We remain in the Nubra Valley the next day, visiting 2 local monasteries – the humble outpost of Ensa and the luminously beautiful Samtanling.


We also enjoy a dip in the hot spring waters at Panami and take a short hike to ‘Wishful Lake’ – a pretty spot which is the permanent relic of a glacial retreat thousands of years ago.

We return over the Khardungla Pass the following day, after a visit to Diskit where the ancient Palace once afforded a strategic view across the broad valley floor to Sumoor where the invading Mongol hordes would emerge on regular incursions.   Tonight I stay in the village of Saboo just outside Leh where I go for an evening stroll, scrambling up to a small ruined citadel to enjoy a vivid sunset across the Indus Valley.


The next morning our objective is the remotely-located Lamayuru Monastery which we reach by way of the ‘old road’, an outrageously precarious track that rises like an escalator via innumerable hairpin bends.  As we approach the Monastery we get a view across the bizarre lunar landscape that marks the point where 50 million years ago the Indian sub-continent slammed into the Asian land-mass and thus created the Himalayas.
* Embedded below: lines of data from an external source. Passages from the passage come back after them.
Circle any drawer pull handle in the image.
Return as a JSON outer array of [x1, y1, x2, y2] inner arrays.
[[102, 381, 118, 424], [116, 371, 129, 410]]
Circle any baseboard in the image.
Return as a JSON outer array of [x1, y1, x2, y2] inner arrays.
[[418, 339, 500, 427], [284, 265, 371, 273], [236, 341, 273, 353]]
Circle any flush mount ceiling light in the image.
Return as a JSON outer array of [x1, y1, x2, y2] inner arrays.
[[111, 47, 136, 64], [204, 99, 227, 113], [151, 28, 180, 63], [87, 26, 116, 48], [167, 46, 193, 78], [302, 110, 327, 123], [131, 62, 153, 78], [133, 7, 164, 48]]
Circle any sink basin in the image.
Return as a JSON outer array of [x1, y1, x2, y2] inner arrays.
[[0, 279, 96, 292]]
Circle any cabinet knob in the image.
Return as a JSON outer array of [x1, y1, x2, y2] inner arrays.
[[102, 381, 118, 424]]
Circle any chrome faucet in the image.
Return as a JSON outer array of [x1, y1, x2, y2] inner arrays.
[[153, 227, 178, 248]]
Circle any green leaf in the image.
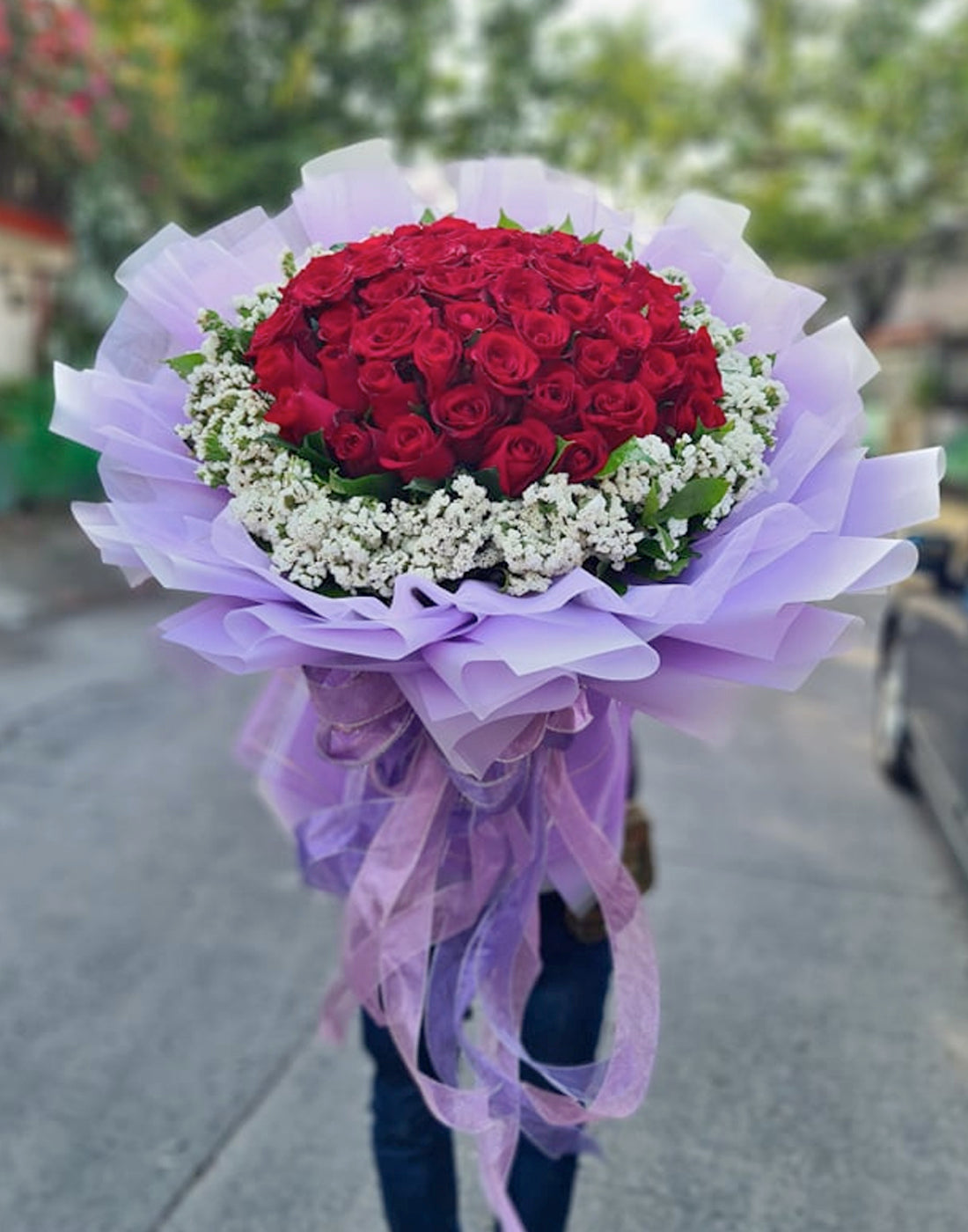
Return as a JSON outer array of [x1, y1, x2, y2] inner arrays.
[[595, 436, 642, 480], [165, 351, 204, 381], [404, 475, 447, 496], [657, 475, 729, 521], [326, 471, 400, 502], [545, 434, 571, 474], [639, 480, 659, 526], [202, 432, 231, 462], [474, 466, 508, 500]]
A broad swathe of butterscotch-coloured rock seems to have been caused by the collision and contrasts strongly with the russet browns and blacks of the rest of the rock strata.  The Monastery is situated on a crest above this chaos of geology creating an almost Dali-esque sense of surreal wonder.



My accommodation tonight is the lovely Uley Ethnic Resort where I have a restful sleep in a comfortable cabin perched on a bluff above a bend in the fast-flowing Indus River.

My final day is spent hiking over a couple of passes in the hills between the villages of Hemis Shukpachan and Timosgang, meeting a few trekkers coming the other way and enjoying glimpses of nearby snowy peaks.  After the hike we visit Rizong, a truly ‘lost in the mountains’ monastery where the resident monks were sharing a meal cross-legged on the floor completely untroubled by our sudden intrusion.  Finally, we make a visit to the ancient and Kashmiri-influenced monastery of Alchi, famous for its 1000 year-old wall-paintings and intricately decorative wood-carved arches.


I am back at ‘The Omasila’ in Leh that evening and the next morning I say a fond farewell to Gyalson who had been wonderful company as well as a superb guide, before boarding the flight back to Delhi.

My week in Ladakh was a marvellous introduction to this land of mighty mountains and monasteries steeped with ancient treasures.   I would love to return here – in winter to track elusive snow leopards and in summer to trek amongst the villages way beyond the road-heads where the ancient ways of life continue to exist.  


Many thanks to everyone at ‘Trans Indus’ for all their assistance and kind hospitality, with special thanks to Gyalson for his wisdom and Sejal for her limitless patience!